In the early 1930s, when Kit was 11 or 12 years old, she and her parents visited Grandaddy’s family in Benton County, Oregon. While they were there, mother and daughter had an appointment at the beauty salon. When Grandmother Williamson announced her name as “Mrs. Robert Williamson” to the hairdresser, she was approached by an older customer, a complete stranger. “Are you Mrs. Robert Vernon Williamson, by any chance?” When told the affirmative, the older woman’s eyes filled with tears. “I’ve wanted to meet you ever since I heard that Robert had married again. He was my son-in-law, and I’ve always wondered how things turned out for him.”
Grandma Williamson was flabbergasted. Grandaddy had never told her of his first marriage. She now discovered that, in February 1910, while living in Portland, he had married a young woman named Juanita Davis. Six months later, in the summer of 1910, he lost her to appendicitis. She was 21 years old. He had waited ten years to marry again.

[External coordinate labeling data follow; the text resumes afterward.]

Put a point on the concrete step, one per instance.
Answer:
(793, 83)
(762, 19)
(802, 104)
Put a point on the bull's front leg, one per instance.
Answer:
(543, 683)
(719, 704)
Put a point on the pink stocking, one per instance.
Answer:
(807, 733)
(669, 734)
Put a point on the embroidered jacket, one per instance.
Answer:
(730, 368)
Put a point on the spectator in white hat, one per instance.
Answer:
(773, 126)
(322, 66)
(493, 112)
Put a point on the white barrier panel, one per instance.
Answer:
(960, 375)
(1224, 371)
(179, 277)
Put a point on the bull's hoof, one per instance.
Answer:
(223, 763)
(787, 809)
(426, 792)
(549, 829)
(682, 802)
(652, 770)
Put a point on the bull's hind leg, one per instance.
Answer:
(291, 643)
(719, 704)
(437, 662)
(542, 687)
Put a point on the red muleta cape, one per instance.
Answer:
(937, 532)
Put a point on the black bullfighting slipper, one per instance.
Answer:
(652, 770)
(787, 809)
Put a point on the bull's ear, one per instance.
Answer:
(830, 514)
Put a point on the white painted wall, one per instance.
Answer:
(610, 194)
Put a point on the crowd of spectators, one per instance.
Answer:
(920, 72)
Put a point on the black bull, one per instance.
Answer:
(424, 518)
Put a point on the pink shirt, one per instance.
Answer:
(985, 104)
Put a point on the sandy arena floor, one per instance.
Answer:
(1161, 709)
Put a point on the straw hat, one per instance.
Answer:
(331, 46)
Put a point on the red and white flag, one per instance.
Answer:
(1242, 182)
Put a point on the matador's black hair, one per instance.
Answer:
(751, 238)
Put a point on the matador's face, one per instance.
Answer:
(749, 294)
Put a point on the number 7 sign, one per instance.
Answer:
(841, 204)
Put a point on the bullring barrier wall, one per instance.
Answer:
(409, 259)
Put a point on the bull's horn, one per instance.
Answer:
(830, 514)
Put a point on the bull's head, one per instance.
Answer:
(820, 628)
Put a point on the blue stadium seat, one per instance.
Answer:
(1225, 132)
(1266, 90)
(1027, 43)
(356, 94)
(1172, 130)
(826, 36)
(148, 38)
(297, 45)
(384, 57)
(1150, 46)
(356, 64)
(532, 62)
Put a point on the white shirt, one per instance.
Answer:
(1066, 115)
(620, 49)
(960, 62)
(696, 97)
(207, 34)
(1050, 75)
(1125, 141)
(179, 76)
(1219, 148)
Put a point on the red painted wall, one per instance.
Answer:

At the time of that chance meeting in the early 1930s, Juanita had been dead for over twenty years. But Mrs. Davis continued to remember and mourn for her. In 1956, Grandaddy died and Kit had to go through his belongings quickly as she helped Dobbie clean out their big Peoria house. In the middle of all the kerfuffle, a letter arrived from Mrs. Davis – “Dear Catharine, I am sorry to hear you have lost your father. If you come across any photos of my daughter Juanita as you go through his things, could you please send them to me?” Kit didn’t know how to respond. She remembered the meeting with Mrs. Davis, but she had been only a child at the time and had no idea how to recognize Juanita in a photo. Anyway there were hundreds of photos and no time to go through them all. So she just packed up the albums in boxes and took them home.
Forty years later, in the late 1990s, Kit finally found an occasion to look through the photos of her father’s early adult years. He had been quite the ladies’ man; the images showed him surrounded by friends, and a lot of them were female. Nonetheless, Kit noticed that one pretty, dark-haired young woman appeared more often than the others, and then there were some photos of just that girl and Grandaddy at his house, looking pleased with themselves. Kit realized she was looking at pictures of Juanita. Stylishly dressed in the long hobble-skirt and wide hat of the period, her dark eyes and direct gaze revealed a charming mixture of mischief and gravity. This was the girl her father had loved so, whose mother had still mourned and longed for any remembrance of her, 46 years after her death. If only Kit had looked at the pictures forty years earlier – but it was far too late now for her discovery to comfort Mrs. Davis.
Juanita Davis Williamson died 100 years ago this summer. And, imponderably, we – Kit, Cathy and I, and our descendants -- owe our existence to her tragic death, because we would not be here if she had lived.
For me, Dobbie, the grandmother I knew, is a warm, contented summer day. Grandmother Williamson, the grandmother I never knew, is a dream, always a bit out of focus. And Juanita is déjà vu, someone else’s stabbingly intense memory, mysteriously now my own via Kit’s experience. May Juanita too be remembered.